Chris Vickery of cyber resilience firm UpGuard discovered on May 30 an AWS data repository named “dj-skynet” that appeared to contain the details of 4.4 million Dow Jones customers. Dow Jones disabled access to the files only on June 6.
The files included names, customer IDs, physical addresses, subscription details, the last four digits of credit cards and, in some cases, phone numbers belonging to individuals who subscribed to Dow Jones publications such as The Wall Street Journal and Barron’s.
One of the exposed files stored 1.6 million entries for Dow Jones Risk and Compliance, a risk management and regulatory compliance service for financial institutions.

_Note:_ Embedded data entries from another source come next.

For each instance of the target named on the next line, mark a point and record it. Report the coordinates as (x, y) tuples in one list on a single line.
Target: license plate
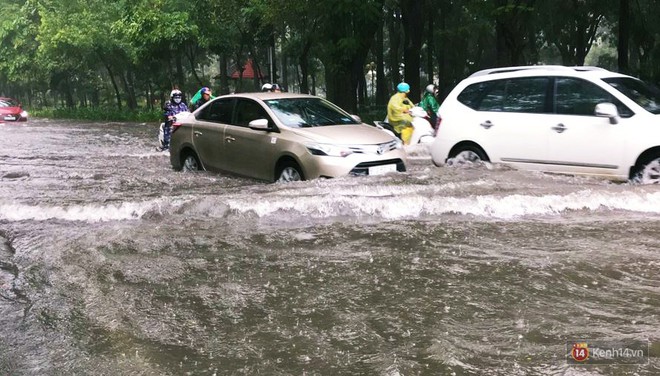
[(380, 170)]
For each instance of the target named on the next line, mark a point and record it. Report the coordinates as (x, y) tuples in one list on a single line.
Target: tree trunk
[(429, 44), (624, 36), (304, 67), (180, 77), (381, 85), (224, 80), (413, 26), (393, 21)]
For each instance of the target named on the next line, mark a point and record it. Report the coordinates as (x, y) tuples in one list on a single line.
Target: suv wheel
[(191, 162), (468, 153), (649, 173), (289, 172)]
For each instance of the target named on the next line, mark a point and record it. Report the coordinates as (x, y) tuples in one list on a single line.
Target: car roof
[(267, 95), (548, 70)]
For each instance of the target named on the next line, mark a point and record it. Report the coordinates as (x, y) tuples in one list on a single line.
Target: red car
[(11, 110)]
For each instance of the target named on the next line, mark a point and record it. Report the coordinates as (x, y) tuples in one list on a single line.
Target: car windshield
[(647, 96), (5, 102), (308, 112)]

According to UpGuard, the data was accessible because Dow Jones employees had configured the repository’s permissions to allow access to anyone with an AWS account. There are over one million Amazon cloud users and anyone can register an account for free.
Dow Jones confirmed the data leak, but claimed only 2.2 million of its customers were affected, not 4.4 million as UpGuard claims. The security firm has admitted that there could be some duplicate entries.

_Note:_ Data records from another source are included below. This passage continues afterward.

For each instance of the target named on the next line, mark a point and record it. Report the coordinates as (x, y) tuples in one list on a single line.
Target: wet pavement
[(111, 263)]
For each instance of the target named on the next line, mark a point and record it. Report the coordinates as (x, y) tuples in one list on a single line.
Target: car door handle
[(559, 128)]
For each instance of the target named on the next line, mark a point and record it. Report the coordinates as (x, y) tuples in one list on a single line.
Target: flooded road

It’s unclear if affected customers will be notified, but in a statement to The Wall Street Journal the company downplayed the incident, arguing that there is no evidence the data was taken by anyone else and the exposed information does not pose a significant risk to users.
UpGuard disagrees and points out that the data could be highly valuable to malicious actors for phishing and other social engineering schemes.

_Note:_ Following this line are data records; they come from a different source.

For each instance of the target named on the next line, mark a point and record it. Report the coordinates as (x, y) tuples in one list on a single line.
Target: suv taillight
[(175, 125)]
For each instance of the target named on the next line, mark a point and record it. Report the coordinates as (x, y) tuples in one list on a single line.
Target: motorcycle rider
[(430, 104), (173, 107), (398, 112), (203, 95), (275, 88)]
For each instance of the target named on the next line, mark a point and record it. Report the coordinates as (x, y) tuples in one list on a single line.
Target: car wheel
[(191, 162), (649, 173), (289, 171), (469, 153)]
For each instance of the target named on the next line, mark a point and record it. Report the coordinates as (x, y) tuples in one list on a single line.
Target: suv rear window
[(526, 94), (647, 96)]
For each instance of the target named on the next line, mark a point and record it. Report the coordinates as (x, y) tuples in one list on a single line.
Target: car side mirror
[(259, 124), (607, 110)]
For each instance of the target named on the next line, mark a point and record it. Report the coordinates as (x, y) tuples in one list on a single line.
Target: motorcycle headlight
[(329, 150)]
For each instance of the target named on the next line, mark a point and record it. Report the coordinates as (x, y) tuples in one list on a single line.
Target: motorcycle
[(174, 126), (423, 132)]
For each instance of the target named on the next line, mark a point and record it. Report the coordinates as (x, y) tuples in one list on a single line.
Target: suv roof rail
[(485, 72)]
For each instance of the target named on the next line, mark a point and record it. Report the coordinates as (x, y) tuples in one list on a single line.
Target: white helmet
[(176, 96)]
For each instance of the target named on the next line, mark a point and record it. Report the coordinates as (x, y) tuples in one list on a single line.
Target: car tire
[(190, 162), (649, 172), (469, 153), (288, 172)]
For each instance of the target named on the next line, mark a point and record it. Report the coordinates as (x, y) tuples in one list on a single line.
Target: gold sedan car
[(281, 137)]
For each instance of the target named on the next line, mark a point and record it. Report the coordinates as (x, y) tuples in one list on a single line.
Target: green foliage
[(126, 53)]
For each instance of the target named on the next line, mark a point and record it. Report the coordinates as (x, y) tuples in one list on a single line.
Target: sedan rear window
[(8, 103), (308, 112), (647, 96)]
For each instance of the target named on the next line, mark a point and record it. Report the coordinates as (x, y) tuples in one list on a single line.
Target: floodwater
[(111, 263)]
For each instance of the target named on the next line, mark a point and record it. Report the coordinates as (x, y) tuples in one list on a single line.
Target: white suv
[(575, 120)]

In recent weeks, the security firm reported finding exposed databases storing data belonging to the U.S. National Geospatial-Intelligence Agency (NGA), American voters, and Verizon customers. Unprotected Amazon S3 buckets were involved in all incidents.
“Yet another demonstration of how services such as AWS are missing basic steps that ensure their data and services are configured in a secure fashion,” Bitglass CEO Rich Campagna told SecurityWeek.
“It’s seems like a no-brainer to implement data-centric security tools on any sensitive information that could get out to the public. This approach could ensure that cloud services deny unauthorized access, and organizations could take it one step further and encrypt sensitive data at rest,” Campagna added. “Companies like Dow Jones, Verizon and anyone else using the public cloud for their infrastructure can easily enforce policies that require internal teams and third-parties to adequately protect any customer data that touches the cloud.”